Montag, 17. August 2020 | 20:10 Uhr

Bozen – Der Landeshauptmann hat eine Dringlichkeitsmaßnahme unterzeichnet. Diese übernimmt, wie auf nationaler Ebene vorgesehen, die Maskenpflicht bei Menschenansammlungen und die Schließung der Diskotheken.
Seit 15. Juli war es wieder möglich in die Diskothek, in ein Tanzlokal oder ähnliches zu gehen. Ab heute und bis zum 7. September werden die Aktivitäten, die in Tanzlokalen, Diskotheken und ähnlichen Veranstaltungsorten im Freien oder geschlossenen Räumen stattfinden, wieder eingestellt. Der Landeshauptmann hat diese Vorgabe der italienischen Regierung zum Schutz vor dem Coronavirus in der heute (17. August) unterzeichneten Verordnung Nr. 35 übernommen.
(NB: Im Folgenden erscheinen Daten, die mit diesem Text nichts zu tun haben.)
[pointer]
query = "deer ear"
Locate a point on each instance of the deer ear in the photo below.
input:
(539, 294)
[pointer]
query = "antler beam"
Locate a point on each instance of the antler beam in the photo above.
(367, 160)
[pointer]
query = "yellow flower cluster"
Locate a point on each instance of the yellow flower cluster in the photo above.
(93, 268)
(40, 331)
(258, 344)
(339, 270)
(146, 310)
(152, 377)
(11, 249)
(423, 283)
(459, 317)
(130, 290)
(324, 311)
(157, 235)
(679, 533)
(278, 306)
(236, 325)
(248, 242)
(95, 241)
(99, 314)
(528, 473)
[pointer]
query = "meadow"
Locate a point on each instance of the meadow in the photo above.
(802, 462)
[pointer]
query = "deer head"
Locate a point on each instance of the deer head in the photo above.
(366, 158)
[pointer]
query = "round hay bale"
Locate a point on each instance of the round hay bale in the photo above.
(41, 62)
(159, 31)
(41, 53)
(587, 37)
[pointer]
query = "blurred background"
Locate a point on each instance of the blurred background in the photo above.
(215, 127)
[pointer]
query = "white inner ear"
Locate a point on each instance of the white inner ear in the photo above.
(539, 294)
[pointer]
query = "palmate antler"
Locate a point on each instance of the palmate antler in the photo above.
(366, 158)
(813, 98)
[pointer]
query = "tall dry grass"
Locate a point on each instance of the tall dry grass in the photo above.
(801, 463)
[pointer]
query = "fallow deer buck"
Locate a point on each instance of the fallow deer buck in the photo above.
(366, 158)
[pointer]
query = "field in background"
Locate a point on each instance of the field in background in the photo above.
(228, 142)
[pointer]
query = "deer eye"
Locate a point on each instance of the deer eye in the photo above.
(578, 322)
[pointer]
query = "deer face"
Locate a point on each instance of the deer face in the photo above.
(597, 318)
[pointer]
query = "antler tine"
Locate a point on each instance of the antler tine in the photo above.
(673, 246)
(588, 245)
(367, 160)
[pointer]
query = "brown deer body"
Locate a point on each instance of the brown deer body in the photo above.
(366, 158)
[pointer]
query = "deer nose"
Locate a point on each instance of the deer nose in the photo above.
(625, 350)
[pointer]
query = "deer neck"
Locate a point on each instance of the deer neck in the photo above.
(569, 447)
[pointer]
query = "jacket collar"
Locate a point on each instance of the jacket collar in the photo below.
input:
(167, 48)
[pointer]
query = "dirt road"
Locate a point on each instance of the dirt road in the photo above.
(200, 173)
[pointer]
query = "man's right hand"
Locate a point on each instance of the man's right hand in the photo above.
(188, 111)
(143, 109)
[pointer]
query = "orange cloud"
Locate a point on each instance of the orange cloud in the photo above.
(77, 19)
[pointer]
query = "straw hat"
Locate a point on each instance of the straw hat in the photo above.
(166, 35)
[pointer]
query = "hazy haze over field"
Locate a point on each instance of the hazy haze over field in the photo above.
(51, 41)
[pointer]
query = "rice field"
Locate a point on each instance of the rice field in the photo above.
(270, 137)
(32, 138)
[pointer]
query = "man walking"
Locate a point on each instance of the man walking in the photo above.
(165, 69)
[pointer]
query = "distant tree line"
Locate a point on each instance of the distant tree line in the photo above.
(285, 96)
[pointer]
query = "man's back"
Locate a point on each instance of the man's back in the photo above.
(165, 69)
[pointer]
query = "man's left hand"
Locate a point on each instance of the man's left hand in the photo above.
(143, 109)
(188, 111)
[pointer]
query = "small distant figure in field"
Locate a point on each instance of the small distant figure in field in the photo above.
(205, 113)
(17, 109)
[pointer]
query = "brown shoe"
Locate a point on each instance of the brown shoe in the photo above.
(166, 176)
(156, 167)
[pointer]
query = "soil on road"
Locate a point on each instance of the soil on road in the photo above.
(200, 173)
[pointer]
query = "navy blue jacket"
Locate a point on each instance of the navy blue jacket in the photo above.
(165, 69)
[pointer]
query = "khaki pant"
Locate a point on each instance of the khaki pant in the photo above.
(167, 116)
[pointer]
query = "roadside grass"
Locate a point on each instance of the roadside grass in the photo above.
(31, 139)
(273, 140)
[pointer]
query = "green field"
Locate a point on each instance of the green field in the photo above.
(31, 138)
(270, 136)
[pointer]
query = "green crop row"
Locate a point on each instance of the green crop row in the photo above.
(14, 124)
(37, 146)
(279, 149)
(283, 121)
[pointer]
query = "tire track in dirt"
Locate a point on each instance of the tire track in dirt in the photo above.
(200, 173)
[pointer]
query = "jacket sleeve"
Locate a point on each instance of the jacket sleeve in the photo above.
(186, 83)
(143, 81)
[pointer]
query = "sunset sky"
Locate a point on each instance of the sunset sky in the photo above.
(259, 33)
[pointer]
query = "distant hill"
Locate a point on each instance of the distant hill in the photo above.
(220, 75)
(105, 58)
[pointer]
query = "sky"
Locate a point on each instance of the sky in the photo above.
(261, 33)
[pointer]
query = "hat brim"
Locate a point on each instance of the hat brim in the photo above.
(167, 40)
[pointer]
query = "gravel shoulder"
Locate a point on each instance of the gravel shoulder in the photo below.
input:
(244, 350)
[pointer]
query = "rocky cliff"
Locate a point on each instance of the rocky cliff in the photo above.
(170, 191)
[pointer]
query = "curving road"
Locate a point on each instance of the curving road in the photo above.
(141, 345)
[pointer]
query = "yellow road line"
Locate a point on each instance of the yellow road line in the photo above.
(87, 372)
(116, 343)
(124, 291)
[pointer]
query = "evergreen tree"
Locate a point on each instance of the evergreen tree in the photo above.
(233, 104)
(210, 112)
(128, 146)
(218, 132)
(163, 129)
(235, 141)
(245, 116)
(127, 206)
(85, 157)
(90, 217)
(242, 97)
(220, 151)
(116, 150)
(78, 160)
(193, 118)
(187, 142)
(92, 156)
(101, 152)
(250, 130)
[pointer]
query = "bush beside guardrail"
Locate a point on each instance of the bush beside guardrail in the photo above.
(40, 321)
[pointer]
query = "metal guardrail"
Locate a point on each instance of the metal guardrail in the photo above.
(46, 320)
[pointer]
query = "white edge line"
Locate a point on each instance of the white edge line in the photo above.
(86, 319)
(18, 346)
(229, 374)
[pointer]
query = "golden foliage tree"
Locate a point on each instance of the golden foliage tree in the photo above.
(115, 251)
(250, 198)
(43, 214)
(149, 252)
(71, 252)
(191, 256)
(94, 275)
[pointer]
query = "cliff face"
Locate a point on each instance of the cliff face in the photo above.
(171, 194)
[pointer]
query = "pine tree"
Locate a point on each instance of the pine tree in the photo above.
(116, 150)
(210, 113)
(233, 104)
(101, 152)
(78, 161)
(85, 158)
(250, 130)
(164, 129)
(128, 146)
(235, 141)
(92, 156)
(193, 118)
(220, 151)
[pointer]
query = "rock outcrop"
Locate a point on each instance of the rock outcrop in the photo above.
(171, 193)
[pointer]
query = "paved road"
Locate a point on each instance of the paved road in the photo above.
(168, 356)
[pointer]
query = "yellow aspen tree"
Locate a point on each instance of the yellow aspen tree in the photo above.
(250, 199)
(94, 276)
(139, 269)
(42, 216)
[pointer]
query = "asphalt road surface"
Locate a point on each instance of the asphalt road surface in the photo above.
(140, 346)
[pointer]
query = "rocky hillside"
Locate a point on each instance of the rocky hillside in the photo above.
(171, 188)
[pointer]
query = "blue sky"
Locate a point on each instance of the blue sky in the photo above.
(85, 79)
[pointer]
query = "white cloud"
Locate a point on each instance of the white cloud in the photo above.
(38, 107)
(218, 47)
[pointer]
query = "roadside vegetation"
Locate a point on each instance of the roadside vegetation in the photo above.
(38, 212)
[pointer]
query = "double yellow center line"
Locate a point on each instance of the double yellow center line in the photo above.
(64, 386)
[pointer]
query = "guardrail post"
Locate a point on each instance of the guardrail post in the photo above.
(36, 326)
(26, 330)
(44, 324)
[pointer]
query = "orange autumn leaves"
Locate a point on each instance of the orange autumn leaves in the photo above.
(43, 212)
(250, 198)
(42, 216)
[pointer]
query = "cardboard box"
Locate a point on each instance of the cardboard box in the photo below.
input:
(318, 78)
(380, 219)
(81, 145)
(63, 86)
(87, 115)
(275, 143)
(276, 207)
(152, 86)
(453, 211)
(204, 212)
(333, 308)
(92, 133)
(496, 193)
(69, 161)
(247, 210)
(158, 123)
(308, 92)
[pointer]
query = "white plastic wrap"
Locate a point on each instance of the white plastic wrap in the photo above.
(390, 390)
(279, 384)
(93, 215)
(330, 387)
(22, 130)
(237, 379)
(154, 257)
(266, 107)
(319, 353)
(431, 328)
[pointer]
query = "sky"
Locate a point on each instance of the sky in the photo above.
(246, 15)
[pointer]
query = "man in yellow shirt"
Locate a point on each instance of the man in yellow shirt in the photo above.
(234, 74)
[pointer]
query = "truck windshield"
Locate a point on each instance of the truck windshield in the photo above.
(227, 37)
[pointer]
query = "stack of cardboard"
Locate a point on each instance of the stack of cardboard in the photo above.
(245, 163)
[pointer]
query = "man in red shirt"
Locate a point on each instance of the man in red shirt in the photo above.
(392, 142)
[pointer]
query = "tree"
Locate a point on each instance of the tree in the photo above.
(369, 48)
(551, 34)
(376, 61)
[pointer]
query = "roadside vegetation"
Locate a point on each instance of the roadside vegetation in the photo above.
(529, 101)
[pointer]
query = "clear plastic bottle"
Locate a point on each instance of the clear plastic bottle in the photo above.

Mund-Nasenschutz bei Menschenansammlungen Pflicht

Ebenso übernommen wurde die Vorgabe, dass zwischen 18 Uhr abends und 6 Uhr morgens überall dort Mund-Nasenschutz getragen werden muss, wo die Gefahr von Menschenansammlungen besteht, z.B. in der Nähe von Bars und Lokalen. Für Südtirol ist diese Vorgabe allerdings nicht neu: Bereits im Landesgesetz Nr. 4 von 2020 war vorgegeben, dass man Mund-Nasenschutz tragen muss, wenn man in engen Kontakt mit anderen Menschen kommt.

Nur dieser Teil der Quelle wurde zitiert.